By Sergio Goncalves
LISBON (Reuters) -Portugal’s caretaker government rolled out a package of loans and other measures worth more than 10 billion euros ($11.1 billion) on Thursday to help the economy weather the impact of U.S. trade tariffs.
“The world we knew has changed, we have to adapt and react, there is no certainty about what awaits us, but we were not caught by surprise,” Prime Minister Luis Montenegro told a press briefing after a cabinet meeting that approved the plan.
Economy Minister Pedro Reis said around 70,000 exporters, as well as foreign investors relocating their businesses to Portugal, would benefit from the aid, which includes 5.2 billion euros in financing lines for companies’ working capital and investment.
Another 3.5 billion euros is aimed specifically for investment by exporters, with 400 million in grants, and 1.2 billion in credit insurance.
A week ago, neighbouring Spain announced a 14-billion-euro package of similar aid, becoming one of the first major economies to come up with concrete steps to protect itself from new U.S. tariffs a day after U.S. President Donald Trump announced them.

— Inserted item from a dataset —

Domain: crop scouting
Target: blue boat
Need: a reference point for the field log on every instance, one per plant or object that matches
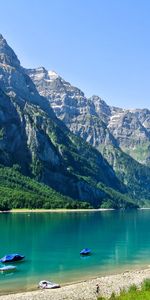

Reis said Portugal’s plan, despite coming later, was larger than Spain’s considering the size of its economy, and had been welcomed by businesses during discussions with the government this week.
“Companies and foreign investors see these measures as positive because the Portuguese economy is more awake … and it gives confidence,” he said.
Unlike most of its euro zone peers, including Spain, Portugal has been running budget surpluses for several years and Reis ruled out a return to deficit, even if companies default on some loans from the package.
“I would be much more worried about the deficit if we didn’t have a plan like this,” he said.
The centre-right minority government, in a caretaker role pending an election in May, has forecast a surplus of 0.3% of gross domestic product this year after last year’s 0.7% surplus.
The tariffs have rattled markets and drawn condemnation from world leaders facing an abrupt end of an era of trade liberalisation. On Wednesday, Trump decided to pause for 90 days reciprocal new duties he had imposed on multiple countries, even as he ratcheted up a trade war with China.
The United States accounted for around 6% of Portugal’s total exports last year. Key exporters include oil company Galp, pharmaceutical firms, cork maker Corticeira Amorim and pulp and paper producer Navigator.
The Bank of Portugal has estimated the tariff war could trim its 2025 growth forecast of 2.3% by 0.9 percentage points.